Las últimas encuestas indican que Kirchner, si gana, lo hará por unos pocos puntos, y que los candidatos K ocuparán el tercer o cuarto lugar en distritos clave como la Capital, Santa Fe y Córdoba, al tiempo que el Gobierno especula con una transición poskirchnerista en la figura de Scioli. También según las encuestas, la lista de Carrió podría salir tercera en la Capital y ocupar un lejano tercer puesto en la provincia (sus candidatos tienen buenas chances en Santa Fe y Córdoba, pero se trataría de las victorias de Luis Juez y del socialismo más que de triunfos de Carrió). Y además está Cobos, que acecha.

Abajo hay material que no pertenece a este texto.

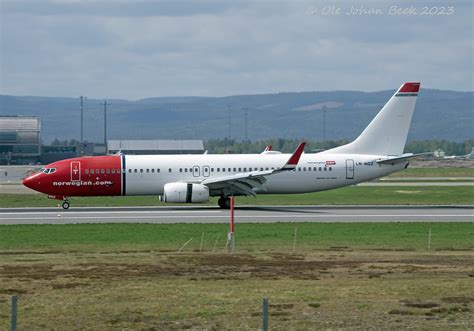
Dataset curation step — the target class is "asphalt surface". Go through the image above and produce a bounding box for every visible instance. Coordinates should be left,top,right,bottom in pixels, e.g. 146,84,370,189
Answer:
0,205,472,224
1,180,473,195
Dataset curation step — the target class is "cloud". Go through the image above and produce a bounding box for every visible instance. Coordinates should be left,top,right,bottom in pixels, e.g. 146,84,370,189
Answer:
1,0,472,99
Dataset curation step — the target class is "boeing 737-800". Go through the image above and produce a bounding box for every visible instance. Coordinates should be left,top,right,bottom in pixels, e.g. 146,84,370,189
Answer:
23,82,423,209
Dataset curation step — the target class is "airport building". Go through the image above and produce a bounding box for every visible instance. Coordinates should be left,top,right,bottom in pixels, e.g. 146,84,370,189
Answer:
107,140,205,155
0,116,41,165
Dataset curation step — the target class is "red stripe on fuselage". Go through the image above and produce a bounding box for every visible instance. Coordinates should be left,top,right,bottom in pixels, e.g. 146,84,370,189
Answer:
26,155,122,197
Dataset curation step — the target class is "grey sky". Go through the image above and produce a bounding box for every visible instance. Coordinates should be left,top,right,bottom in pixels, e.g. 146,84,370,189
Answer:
1,0,472,99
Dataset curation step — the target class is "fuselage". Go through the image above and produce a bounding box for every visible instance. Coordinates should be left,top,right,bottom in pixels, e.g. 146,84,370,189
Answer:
22,81,421,209
23,152,407,198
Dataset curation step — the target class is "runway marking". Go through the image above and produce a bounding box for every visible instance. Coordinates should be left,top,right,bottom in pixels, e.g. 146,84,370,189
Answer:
3,214,473,221
0,210,223,215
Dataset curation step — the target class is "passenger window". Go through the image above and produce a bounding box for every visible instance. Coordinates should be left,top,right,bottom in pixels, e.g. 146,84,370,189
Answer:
90,169,94,174
308,167,311,171
233,168,236,172
260,168,264,171
106,169,110,174
211,168,214,172
238,168,241,172
168,168,172,172
319,167,322,171
313,167,317,171
111,169,115,174
184,168,187,173
128,169,132,173
329,167,332,171
228,168,232,172
303,167,306,171
85,169,89,174
179,168,182,172
324,167,327,171
298,167,301,171
146,169,150,173
266,167,269,170
101,169,105,174
140,169,143,173
151,169,155,173
243,168,247,172
222,168,225,172
157,169,160,173
134,169,137,173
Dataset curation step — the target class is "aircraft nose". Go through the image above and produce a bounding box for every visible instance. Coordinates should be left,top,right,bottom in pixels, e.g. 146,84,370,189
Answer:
22,173,41,192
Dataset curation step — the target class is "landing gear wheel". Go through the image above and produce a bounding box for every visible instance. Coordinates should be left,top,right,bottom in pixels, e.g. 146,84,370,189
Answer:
62,201,70,210
218,196,230,209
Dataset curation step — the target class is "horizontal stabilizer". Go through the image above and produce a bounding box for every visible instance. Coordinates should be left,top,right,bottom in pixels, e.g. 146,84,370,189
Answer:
376,152,432,165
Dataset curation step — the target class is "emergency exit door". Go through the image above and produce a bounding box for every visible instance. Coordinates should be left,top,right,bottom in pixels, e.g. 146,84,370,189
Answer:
346,159,354,179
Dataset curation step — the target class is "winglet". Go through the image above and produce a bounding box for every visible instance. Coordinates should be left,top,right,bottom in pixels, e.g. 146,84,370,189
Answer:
264,145,272,152
282,142,306,170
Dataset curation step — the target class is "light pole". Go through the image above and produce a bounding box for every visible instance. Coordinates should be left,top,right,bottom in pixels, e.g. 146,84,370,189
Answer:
79,96,87,143
103,100,108,147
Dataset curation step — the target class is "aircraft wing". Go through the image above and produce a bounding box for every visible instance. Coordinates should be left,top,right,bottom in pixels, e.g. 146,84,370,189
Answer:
376,152,433,165
200,142,306,196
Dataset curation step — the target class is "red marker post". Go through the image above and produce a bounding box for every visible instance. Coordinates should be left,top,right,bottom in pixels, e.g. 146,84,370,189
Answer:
227,196,235,253
230,196,235,232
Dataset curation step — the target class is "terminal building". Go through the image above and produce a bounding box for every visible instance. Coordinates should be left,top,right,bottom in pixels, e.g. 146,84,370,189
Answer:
107,140,205,155
0,116,41,165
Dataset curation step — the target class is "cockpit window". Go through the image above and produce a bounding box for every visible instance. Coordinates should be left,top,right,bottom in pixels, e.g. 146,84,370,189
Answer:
42,168,56,174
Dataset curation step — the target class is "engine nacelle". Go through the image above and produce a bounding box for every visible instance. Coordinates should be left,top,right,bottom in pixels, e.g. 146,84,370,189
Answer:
162,182,209,203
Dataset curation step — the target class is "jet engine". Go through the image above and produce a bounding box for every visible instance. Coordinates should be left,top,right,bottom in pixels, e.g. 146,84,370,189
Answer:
162,182,209,203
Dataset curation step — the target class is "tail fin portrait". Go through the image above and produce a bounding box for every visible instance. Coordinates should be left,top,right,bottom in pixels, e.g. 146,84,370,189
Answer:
325,82,420,156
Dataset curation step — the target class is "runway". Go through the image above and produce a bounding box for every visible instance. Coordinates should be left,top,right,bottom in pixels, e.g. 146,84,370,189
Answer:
0,205,473,224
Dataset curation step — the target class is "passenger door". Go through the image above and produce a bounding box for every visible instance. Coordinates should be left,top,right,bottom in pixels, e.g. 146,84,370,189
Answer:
70,161,81,181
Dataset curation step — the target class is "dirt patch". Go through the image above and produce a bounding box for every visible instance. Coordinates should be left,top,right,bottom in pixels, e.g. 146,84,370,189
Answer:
388,309,416,315
269,303,294,309
401,301,440,309
441,296,474,304
51,282,89,289
0,288,28,294
0,250,64,255
308,302,321,308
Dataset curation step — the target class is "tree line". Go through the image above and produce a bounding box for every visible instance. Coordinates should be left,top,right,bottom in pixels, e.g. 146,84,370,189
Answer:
205,138,474,156
48,137,474,156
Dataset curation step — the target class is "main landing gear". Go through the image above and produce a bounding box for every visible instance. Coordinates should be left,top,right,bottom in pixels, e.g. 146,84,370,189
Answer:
61,199,70,210
218,196,231,209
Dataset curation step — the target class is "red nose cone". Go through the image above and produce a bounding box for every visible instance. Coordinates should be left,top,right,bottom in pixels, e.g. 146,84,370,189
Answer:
22,174,40,192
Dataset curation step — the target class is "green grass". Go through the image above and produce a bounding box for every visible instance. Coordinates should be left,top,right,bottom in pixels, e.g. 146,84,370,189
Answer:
388,167,474,177
1,222,472,329
1,186,473,207
1,223,472,251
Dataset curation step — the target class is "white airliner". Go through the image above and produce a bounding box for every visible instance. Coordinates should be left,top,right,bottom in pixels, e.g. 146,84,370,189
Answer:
23,82,423,209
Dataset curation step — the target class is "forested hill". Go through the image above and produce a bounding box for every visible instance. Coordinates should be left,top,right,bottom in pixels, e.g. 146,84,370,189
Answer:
1,88,472,143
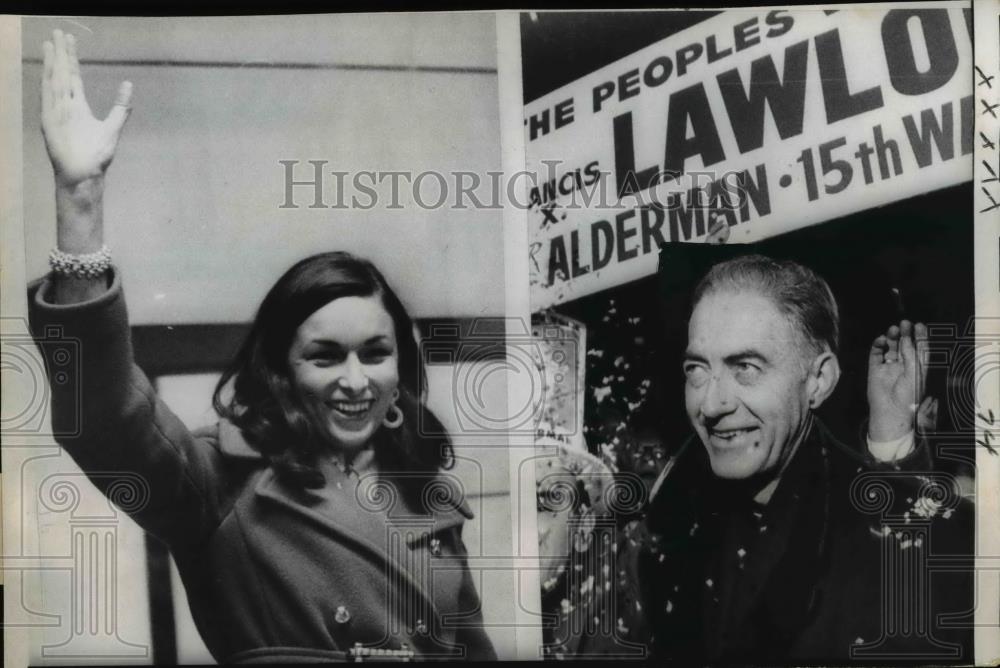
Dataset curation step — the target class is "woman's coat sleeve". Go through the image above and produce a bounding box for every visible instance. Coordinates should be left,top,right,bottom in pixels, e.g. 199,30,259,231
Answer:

En suma, los números preliminares sugieren un debilitamiento relativo de los dos grandes liderazgos que, surgidos de las cacerolas y los piquetes del 2001, se consolidaron como los protagonistas de la Era K, aunque aún sea pronto para arriesgar su final y aunque el nombre de sus herederos dependa en buena medida de los resultados de las elecciones de hoy.